Don't Be Afraid to Ask for References

Unless you’re willing to gamble, ask the publicist for a list of references before agreeing to work with them. And then call those references and ask about their experience. This will help you set your expectations for what it’s like to work with a publicist.

Get to Know Your Publicist

Because your publicist will be promoting both you and your book, it’s important that they know you and vice versa. Will you be working with just one person or a team? Do your personalities match or clash? Check for compatibility on your first meeting before you make a long-term arrangement.

Understand the Marketing Plan

This part is important: Know what you’re signing up for when you decide to work with a publicist. Ask them for a detailed list of what they plan to do to promote your book and/or build your brand. For example:

  • Will they create a downloadable press kit for your website?
  • Will they commission a book trailer to promote your book on social media outlets like YouTube, Instagram, and Facebook?
  • Will they get someone to write a forward or introduction for your book?
  • Will they secure reviews for your book on Amazon or GoodReads?
  • Will they set up book signings?
  • Will they follow up with journalists and book bloggers on your behalf?

You should also find out what your publicist expects from you. For example:

  • How available do you need to be?
  • Will you need to write guest blog posts?
  • Will they coach you before media interviews?
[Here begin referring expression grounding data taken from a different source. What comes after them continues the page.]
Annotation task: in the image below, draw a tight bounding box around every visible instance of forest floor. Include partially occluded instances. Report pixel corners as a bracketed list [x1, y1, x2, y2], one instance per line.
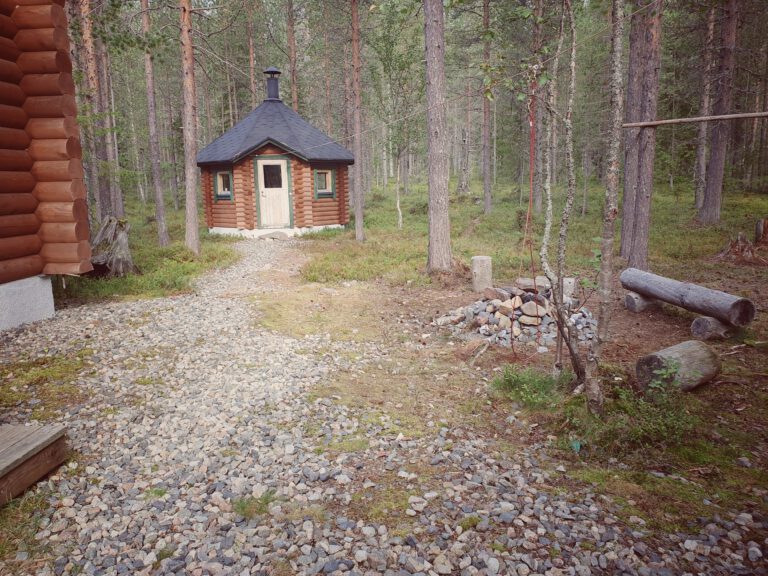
[0, 233, 765, 575]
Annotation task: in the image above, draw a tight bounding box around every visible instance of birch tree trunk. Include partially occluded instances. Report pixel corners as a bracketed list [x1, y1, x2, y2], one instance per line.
[584, 0, 624, 415]
[424, 0, 452, 272]
[540, 2, 584, 386]
[142, 0, 170, 246]
[694, 6, 715, 209]
[351, 0, 365, 241]
[482, 0, 492, 214]
[180, 0, 200, 254]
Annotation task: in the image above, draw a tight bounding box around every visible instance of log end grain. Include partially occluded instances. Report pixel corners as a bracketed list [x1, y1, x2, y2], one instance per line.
[624, 291, 657, 313]
[691, 316, 733, 341]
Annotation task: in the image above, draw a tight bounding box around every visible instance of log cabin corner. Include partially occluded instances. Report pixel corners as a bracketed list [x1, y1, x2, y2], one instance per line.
[0, 0, 91, 331]
[196, 68, 354, 237]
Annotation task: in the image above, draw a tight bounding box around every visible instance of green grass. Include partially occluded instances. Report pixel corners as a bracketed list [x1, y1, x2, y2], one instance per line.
[0, 350, 92, 420]
[300, 178, 766, 285]
[143, 487, 167, 500]
[232, 489, 278, 519]
[54, 200, 239, 303]
[492, 365, 571, 409]
[0, 490, 51, 562]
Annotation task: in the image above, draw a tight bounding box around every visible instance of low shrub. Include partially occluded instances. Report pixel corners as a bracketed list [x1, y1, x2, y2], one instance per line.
[492, 366, 571, 409]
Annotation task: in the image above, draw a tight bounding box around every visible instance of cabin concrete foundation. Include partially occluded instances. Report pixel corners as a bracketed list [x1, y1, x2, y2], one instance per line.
[0, 276, 54, 332]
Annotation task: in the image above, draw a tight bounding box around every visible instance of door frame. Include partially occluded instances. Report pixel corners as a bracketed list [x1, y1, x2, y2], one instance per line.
[253, 155, 293, 228]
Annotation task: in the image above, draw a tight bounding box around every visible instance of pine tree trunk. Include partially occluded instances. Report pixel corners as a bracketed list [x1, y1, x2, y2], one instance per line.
[287, 0, 298, 111]
[482, 0, 492, 214]
[104, 52, 125, 219]
[694, 6, 715, 209]
[532, 0, 544, 214]
[745, 42, 766, 188]
[424, 0, 452, 272]
[699, 0, 738, 225]
[323, 6, 333, 135]
[621, 0, 663, 270]
[248, 13, 257, 108]
[585, 0, 624, 415]
[79, 0, 110, 222]
[350, 0, 365, 241]
[180, 0, 200, 254]
[142, 0, 170, 246]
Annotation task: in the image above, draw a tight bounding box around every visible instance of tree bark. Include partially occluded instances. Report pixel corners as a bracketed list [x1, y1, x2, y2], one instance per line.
[620, 0, 663, 270]
[351, 0, 365, 242]
[619, 267, 756, 327]
[482, 0, 492, 214]
[104, 56, 124, 218]
[78, 0, 110, 222]
[584, 0, 624, 415]
[287, 0, 298, 112]
[532, 0, 543, 214]
[180, 0, 199, 254]
[694, 6, 715, 209]
[699, 0, 738, 224]
[424, 0, 451, 272]
[247, 12, 258, 108]
[636, 340, 721, 392]
[142, 0, 170, 246]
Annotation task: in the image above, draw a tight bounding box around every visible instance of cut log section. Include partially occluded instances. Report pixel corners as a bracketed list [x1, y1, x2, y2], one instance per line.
[0, 36, 20, 62]
[38, 221, 88, 243]
[0, 233, 41, 259]
[0, 148, 32, 171]
[31, 159, 84, 181]
[624, 291, 657, 313]
[691, 316, 733, 341]
[39, 239, 90, 263]
[26, 116, 77, 139]
[28, 137, 80, 161]
[0, 125, 30, 149]
[636, 340, 721, 392]
[0, 192, 37, 215]
[23, 94, 77, 118]
[35, 198, 88, 223]
[620, 268, 756, 327]
[16, 50, 71, 74]
[43, 260, 93, 275]
[0, 253, 43, 283]
[0, 58, 22, 83]
[11, 4, 67, 29]
[19, 72, 74, 96]
[34, 179, 85, 202]
[0, 213, 38, 237]
[0, 103, 27, 128]
[14, 27, 69, 52]
[0, 170, 35, 193]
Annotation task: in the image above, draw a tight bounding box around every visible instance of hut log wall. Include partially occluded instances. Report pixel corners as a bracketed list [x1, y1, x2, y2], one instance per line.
[0, 0, 90, 284]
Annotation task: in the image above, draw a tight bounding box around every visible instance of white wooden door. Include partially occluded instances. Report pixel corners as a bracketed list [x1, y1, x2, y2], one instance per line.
[256, 159, 290, 228]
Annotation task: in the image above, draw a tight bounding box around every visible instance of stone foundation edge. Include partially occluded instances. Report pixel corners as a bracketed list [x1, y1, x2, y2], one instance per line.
[0, 276, 55, 332]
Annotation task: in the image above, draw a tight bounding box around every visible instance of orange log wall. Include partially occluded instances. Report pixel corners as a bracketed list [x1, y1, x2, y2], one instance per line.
[0, 0, 90, 284]
[201, 145, 349, 230]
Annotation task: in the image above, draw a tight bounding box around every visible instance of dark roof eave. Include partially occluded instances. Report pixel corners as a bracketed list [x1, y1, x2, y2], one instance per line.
[197, 136, 355, 167]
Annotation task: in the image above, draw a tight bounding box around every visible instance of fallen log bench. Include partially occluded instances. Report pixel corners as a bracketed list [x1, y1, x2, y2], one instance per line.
[636, 340, 721, 392]
[619, 268, 756, 328]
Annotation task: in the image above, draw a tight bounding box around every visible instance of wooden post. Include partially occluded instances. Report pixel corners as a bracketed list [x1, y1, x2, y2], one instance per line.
[471, 255, 492, 292]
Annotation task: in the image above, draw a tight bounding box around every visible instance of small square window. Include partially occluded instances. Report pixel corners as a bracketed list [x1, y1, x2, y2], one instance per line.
[315, 169, 334, 199]
[263, 165, 282, 188]
[215, 171, 233, 200]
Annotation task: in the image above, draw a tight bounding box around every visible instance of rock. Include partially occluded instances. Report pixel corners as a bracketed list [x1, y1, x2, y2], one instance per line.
[734, 512, 753, 526]
[684, 539, 698, 551]
[736, 457, 752, 468]
[497, 315, 512, 330]
[436, 313, 463, 327]
[748, 546, 762, 562]
[535, 275, 551, 289]
[483, 287, 510, 301]
[520, 301, 547, 317]
[515, 277, 536, 291]
[486, 556, 500, 574]
[433, 554, 453, 574]
[519, 315, 542, 326]
[354, 550, 368, 563]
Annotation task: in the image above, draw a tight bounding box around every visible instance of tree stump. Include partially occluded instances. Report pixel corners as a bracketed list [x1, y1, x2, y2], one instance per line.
[471, 255, 492, 292]
[636, 340, 721, 392]
[90, 217, 138, 277]
[624, 290, 657, 313]
[691, 316, 733, 341]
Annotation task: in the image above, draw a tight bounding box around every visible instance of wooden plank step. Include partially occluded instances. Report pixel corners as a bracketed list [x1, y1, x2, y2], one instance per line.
[0, 423, 67, 506]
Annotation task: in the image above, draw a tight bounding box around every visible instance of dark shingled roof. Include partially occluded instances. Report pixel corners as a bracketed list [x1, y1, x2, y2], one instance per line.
[196, 100, 354, 166]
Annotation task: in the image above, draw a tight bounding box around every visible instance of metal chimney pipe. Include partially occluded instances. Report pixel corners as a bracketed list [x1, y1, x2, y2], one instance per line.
[264, 67, 281, 100]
Get the answers to these questions to understand the scope of your working arrangement.

Our Picks for Public Relations

There are a lot of great book publicists. Here are a few that we trust:

  1. BookSavvy PR
  2. LEO PR
  3. Broadside PR (While they mostly work with publishers, Broadside PR does make exceptions.)

Final Thoughts

Hiring a publicist can help you stand out from the crowd and sell more books. Use the above tips to maximize the time and money you spend with a publicist.